An algorithm for detecting multiple changepoints in uni- or multivariate time series. The algorithm works on-line; ie the model is calculated and updated with each data observation. Though the algorithm performs as if data was supplied on-line, this version of the algorithm takes the whole series at once, ie it performs off-line. See onlineCPD for a version that runs iteratively, one data point at a time. The algorithm implements the Bayesian methods given in Adams and Mackay (2007) and is based on Matlab code released with the paper. The model has been extended to work on multivariate data.

Usage

1
2
offlineCPD(data, time = NULL, hazard_func = const_hazard,
 m = 0, k = 0.01, a = 0.01, b = 1e-04)

Arguments

data

a vector (for univariate) or matrix (for multivariate) composed of time series data. For multivariate, each column is a different time series. Column names will be extracted for plotting, so name the columns accordingly. Note that you must provide the whole series; if you want to provide one data point at a time, use onlineCPD

time

an optional vector of times in POSIXct format, where each time corresponds to a value in the data matrix or vector, used for pretty-printing in the plot.oCPD function.

hazard_func

hazard function used in the model. Defaults to a constant hazard, suitable for exponential family models.

m

initial value of mu, the mean of the data. Defaults to 0. As the mean is updated with every data point, this value does not need to be changed, but is safe to be experimented with.

k

initial value of kappa, basically a counter. Defaults to 0.01. May be useful to increase this to 1 if the data is large.

a

initial value of alpha, basically a counter. Defaults to 0.01. May be useful to increase this to 1 if the data is large.

b

initial value of beta, the variance of the data. Defaults to 1e-4. As the variance is updated with every data point, this value does not need to be changed, but is safe to be experimented with.

Details

The primary result is a list of detected changepoints. Note that the list of changepoints must be interpreted; for example, sometimes the algorithm is unsure of the exact location of a change and prints several possible changepoints. Helper function findCP, called from plot.oCPD, will help reduce some of these changes.

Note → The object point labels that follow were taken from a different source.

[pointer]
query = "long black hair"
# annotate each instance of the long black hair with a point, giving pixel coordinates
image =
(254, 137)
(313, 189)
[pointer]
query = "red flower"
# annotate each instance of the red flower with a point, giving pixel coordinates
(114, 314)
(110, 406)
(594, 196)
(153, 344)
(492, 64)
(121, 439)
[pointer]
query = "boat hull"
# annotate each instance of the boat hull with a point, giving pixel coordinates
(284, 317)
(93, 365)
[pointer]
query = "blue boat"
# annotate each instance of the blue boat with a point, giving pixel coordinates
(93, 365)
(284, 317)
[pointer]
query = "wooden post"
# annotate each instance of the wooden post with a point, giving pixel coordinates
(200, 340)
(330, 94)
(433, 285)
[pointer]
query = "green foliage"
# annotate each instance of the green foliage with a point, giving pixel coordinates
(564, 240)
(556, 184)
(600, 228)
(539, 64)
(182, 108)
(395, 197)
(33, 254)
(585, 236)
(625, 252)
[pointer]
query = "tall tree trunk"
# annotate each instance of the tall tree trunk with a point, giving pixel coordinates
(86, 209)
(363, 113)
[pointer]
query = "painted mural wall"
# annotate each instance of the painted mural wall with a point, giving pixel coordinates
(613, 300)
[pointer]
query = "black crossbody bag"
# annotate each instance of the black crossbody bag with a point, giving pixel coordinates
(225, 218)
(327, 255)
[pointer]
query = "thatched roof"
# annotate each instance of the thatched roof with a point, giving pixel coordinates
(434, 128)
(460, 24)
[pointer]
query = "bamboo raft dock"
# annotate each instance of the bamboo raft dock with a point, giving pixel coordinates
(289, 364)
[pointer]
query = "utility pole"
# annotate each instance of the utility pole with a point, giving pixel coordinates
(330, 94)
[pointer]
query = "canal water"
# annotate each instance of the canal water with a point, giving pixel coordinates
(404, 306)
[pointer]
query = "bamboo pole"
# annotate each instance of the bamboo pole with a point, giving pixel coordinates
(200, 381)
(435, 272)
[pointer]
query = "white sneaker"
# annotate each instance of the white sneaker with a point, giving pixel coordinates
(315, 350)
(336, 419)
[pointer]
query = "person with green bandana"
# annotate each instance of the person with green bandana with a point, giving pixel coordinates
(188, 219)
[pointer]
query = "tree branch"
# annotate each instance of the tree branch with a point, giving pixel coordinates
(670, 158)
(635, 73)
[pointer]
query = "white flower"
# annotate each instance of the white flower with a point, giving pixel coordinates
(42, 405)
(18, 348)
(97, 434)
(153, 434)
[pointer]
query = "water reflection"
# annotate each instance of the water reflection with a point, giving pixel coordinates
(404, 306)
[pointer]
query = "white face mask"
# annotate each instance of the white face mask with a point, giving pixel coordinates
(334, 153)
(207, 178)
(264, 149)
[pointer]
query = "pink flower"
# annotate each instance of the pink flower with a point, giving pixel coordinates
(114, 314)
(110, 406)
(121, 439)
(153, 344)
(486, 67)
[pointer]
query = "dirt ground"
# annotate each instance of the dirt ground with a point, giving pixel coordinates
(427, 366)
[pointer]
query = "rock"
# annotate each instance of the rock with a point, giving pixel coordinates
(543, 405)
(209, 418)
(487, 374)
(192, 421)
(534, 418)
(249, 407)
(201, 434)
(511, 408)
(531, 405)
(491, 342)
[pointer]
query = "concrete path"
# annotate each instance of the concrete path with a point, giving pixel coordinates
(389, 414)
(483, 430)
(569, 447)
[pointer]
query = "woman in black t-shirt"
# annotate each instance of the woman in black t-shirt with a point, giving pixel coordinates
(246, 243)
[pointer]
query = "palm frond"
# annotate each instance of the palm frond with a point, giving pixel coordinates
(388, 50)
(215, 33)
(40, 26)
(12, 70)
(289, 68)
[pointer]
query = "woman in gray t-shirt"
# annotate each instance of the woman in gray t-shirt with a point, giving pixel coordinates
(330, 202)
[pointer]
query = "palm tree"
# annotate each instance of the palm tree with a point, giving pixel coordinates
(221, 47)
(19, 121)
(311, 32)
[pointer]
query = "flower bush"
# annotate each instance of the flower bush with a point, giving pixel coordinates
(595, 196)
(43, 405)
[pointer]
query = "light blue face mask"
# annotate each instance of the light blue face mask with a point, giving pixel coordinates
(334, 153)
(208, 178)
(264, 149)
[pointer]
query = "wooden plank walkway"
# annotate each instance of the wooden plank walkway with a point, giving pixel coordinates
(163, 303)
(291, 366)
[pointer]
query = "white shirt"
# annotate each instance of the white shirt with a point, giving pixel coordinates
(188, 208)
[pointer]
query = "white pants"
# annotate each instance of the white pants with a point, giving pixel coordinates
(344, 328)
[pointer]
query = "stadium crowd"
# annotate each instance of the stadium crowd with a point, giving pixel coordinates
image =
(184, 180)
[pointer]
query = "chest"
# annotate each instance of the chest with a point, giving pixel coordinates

The algorithm works by estimating the posterior distribution over the run-length, or the number of data points since the last changepoint. At each time, the run-length can either increase by one or reduce to zero.

The functions summary.oCPD, plot.oCPD, str.oCPD and print.oCPD are used to obtain summaries of the results.

See plot.oCPD for advice on how to interpret the results after plotting.

Value

An object of class "oCPD", which is a list containing the following:

R

n by n matrix of run-length probabilities. The value at R[i,j] is the probability that at data point j, the current run length is i.

data

same as the input parameter, included for plotting.

time

same as the input parameter, included for plotting.

alpha

the vector of values of alpha after the final data point.

beta

the vector (or matrix) of values of beta (the variance) after the final data point.

kappa

the vector of values of kappa after the final data point.

mu

the vector (or matrix) of values of mu (the mean) after the final data point

max

vector of values; max[i] is the runlength with the highest probability. Used to plot the red diagonal line in plot.oCPD

changes

locations of detected changepoints. When the algorithm can not detect the exact location of a change, multiple possible values are reported.

Author(s)

Zachary Zanussi

References

Adams, R. P. and Mackay, D. J. C. (2007), Bayesian Online Changepoint Detection

####OUR PAPER, WHEN IT EXISTS

See Also

plot.oCPD, summary.oCPD, print.oCPD for summaries of the results.

Examples

1
2
3
4
5
6
7
8
9
##### Univariate Data #####
set.seed(6)
x <- c(rnorm(50,mean=0.3,sd=0.15),rnorm(40,mean=0.7,sd=0.1),rnorm(60,mean=0.5,sd=0.15))
plot(offlineCPD(x))

##### Real Multivariate Data #####
data(WalBelSentiment)
data(WalBelTimes)
plot(offlineCPD(WalBelSentiment[1400:1600,],WalBelTimes[1400:1600]))